Seeing the “disproportionate effects (of the pandemic) on certain communities,” United Nations Secretary General Antonio Guterres rued “the targeting of vulnerable groups, and the risks of heavy-handed security responses undermining the health response,” alongside other challenges posed by this crisis.  

Mobility does not operate in a vacuum. A posh village resident enjoying high income and the comforts of his home has none of the struggles of those living in cramped spaces – and none of the economically debilitating pandemic consequences endured by an ambulant vendor forced to forgo trudging the streets to earn what to many is only a pittance. 

Mobility – or the enormous lack of it – has been a defining characteristic of the government’s strategy to quell the pandemic. People are forced to shelter in place on state orders – and on pain of arrest by law enforcers quick to heed the marching orders of their commander-in-chief. 

President Duterte’s draconian approach to crushing the pandemic has given the poor more reason to feel concerned for their well-being at a time when fear of the pandemic already takes a backseat to a bigger fear: hunger.

“The utmost concern of the urban poor is food security, not the virus,” said Tess Briones of the non-profit Affiliated Network of Social Accountability during an online forum around COVID-19. “They worry about where and how to get food, how to cure their sick, when and how to earn money.” Who can then blame a fish vendor who breaks quarantine to feed his starving family? 

A “toxic lockdown culture against the COVID-19 pandemic has impacted drastically on society’s most vulnerable members,” said the UN’s human rights office (OHCHR), which has called for a rights-based response to the coronavirus. 

Ask the 30,000 mainly poor Filipinos – who as of late April have been arrested for defying lockdown rules (not a few by dint of necessity as they see it) – what it means to get caught in the crosshairs of the enforcers of a militaristic approach to the ongoing crisis? Cruelty is the last thing they need.

It was the last thing former Army officer Winston Ragos needed when he gave rein to his misguided desire for mobility, approached a quarantine checkpoint willy-nilly, and incurred the wrath of trigger-happy police. Perhaps in his troubled mind a morsel of compassion would keep him alive.
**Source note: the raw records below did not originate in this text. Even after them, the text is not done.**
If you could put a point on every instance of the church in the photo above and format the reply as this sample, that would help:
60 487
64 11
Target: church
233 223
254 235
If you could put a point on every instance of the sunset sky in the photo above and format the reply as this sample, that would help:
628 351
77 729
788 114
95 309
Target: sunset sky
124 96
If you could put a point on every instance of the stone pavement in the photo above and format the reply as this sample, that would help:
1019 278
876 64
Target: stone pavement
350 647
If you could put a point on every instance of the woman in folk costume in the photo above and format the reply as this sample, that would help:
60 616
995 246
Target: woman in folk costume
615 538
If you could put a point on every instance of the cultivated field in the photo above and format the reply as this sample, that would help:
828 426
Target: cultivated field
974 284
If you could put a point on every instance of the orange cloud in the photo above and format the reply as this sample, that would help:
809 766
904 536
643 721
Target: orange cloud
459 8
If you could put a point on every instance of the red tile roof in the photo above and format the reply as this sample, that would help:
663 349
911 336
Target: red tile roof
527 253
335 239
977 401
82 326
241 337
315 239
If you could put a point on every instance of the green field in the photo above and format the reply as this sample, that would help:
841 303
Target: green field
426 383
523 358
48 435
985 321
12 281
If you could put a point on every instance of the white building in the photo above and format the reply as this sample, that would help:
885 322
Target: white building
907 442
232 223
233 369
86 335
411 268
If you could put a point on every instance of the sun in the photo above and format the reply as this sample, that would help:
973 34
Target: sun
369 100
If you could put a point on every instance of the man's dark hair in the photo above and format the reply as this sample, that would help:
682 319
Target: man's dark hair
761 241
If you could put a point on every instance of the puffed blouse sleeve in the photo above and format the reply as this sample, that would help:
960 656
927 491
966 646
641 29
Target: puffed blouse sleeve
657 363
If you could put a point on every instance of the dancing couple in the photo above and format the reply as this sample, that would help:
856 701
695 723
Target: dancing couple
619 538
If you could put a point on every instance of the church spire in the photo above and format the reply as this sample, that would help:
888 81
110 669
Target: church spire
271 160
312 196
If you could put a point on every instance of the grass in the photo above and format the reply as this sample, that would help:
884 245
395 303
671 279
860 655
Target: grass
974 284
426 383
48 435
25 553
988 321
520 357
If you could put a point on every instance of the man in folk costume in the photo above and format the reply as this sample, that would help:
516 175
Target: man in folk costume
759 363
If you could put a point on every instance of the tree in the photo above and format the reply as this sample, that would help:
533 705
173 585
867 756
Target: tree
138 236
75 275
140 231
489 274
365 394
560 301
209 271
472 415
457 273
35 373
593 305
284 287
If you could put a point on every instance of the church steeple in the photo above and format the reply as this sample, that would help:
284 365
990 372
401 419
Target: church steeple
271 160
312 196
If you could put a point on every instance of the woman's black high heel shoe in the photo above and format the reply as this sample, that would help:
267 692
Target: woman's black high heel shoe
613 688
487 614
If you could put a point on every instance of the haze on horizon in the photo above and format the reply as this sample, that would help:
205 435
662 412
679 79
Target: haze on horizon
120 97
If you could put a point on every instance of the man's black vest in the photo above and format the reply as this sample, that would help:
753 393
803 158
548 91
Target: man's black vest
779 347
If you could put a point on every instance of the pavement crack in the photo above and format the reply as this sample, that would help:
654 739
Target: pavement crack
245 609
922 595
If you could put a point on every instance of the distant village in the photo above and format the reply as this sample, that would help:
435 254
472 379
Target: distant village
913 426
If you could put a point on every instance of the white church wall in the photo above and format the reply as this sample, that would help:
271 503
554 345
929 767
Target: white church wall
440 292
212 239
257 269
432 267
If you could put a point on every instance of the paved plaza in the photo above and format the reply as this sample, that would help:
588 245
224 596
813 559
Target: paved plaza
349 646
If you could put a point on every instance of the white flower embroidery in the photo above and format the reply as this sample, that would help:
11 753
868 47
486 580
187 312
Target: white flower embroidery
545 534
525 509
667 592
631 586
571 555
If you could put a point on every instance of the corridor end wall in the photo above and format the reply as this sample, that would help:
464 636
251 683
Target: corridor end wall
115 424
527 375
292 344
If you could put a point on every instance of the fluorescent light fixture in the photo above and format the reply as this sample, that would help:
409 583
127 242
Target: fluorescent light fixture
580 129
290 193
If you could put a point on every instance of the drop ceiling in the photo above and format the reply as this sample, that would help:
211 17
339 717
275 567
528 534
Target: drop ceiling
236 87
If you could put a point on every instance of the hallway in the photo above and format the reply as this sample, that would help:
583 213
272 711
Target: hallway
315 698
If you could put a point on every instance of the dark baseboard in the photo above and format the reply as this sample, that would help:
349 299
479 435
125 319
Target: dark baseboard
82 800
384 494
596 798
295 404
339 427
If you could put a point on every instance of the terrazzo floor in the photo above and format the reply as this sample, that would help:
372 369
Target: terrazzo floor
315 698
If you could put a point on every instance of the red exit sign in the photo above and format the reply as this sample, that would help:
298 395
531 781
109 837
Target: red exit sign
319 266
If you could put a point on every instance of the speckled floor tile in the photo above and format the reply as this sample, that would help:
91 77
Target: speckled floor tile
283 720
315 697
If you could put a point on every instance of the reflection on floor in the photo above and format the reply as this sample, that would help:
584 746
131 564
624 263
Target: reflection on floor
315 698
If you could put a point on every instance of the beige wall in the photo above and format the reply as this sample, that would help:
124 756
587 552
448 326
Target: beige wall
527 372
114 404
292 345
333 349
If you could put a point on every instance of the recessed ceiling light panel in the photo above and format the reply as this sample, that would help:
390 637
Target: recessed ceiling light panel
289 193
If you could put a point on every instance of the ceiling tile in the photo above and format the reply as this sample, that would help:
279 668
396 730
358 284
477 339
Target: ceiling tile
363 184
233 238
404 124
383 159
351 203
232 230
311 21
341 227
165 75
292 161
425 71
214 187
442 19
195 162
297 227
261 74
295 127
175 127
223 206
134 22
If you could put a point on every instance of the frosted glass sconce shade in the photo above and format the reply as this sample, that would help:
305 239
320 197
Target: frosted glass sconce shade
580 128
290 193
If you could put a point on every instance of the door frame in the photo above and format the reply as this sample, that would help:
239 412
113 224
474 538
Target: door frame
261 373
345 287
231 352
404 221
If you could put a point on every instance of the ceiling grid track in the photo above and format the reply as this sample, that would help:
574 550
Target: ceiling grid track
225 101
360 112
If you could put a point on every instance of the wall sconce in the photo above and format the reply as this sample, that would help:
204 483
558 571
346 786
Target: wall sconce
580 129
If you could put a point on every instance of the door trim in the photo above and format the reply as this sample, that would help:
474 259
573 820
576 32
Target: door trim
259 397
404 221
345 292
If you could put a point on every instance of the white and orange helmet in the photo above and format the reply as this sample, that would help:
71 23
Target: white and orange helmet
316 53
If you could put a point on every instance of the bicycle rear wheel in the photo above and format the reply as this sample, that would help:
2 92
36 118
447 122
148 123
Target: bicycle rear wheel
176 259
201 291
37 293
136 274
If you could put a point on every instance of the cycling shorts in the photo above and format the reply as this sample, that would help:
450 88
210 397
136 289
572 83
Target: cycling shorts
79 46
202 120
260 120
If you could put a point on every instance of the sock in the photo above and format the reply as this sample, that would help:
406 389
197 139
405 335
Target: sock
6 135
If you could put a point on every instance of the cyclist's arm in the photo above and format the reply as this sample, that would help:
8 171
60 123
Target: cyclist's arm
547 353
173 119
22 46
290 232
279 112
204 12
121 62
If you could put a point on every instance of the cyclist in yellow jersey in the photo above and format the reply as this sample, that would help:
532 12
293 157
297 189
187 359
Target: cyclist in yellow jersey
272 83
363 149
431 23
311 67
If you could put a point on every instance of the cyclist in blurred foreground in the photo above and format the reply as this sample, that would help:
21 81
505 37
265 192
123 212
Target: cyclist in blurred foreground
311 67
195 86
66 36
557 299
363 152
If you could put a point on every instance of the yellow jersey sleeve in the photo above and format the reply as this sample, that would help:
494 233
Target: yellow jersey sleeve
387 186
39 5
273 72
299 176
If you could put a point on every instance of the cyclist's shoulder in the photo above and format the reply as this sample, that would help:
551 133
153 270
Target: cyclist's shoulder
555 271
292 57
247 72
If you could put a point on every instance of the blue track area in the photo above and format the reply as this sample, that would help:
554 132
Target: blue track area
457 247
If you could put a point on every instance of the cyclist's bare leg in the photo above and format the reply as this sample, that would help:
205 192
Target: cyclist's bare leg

Ending up dead at the hands of those who were supposed to protect him and his community takes a page out of the government’s COVID-19 playbook.

The threat is “the virus, not people,” the UN’s Guterres reminded governments. States should also bear in mind that non-derogable (or absolute) rights – including freedom from torture, inhuman or degrading treatment or punishment – apply even during a crisis. 

Until the extended lockdown is effectively lifted, more quarantine violators are bound to suffer the same fate as the tens of thousands who have had a taste of the government’s punitive measures in dealing with the pandemic – while potentially inviting insults from segments of the populace who deem them reckless (pasaway). 

As I wait for my injury to heal and the lockdown to end, my thoughts turn to scores of Filipino families reeling under the weight of an oppressive administration paying lip service to a social protection mantle touted to shield them against the ravages of COVID-19 yet is also invoked to curtail their rights and sully their dignity. This is the great paradox of today’s pandemic. – Rappler.com

Tess Bacalla, formerly executive director of the Southeast Asian Press Alliance, is an award-winning journalist and media consultant to local and regional civil society organizations.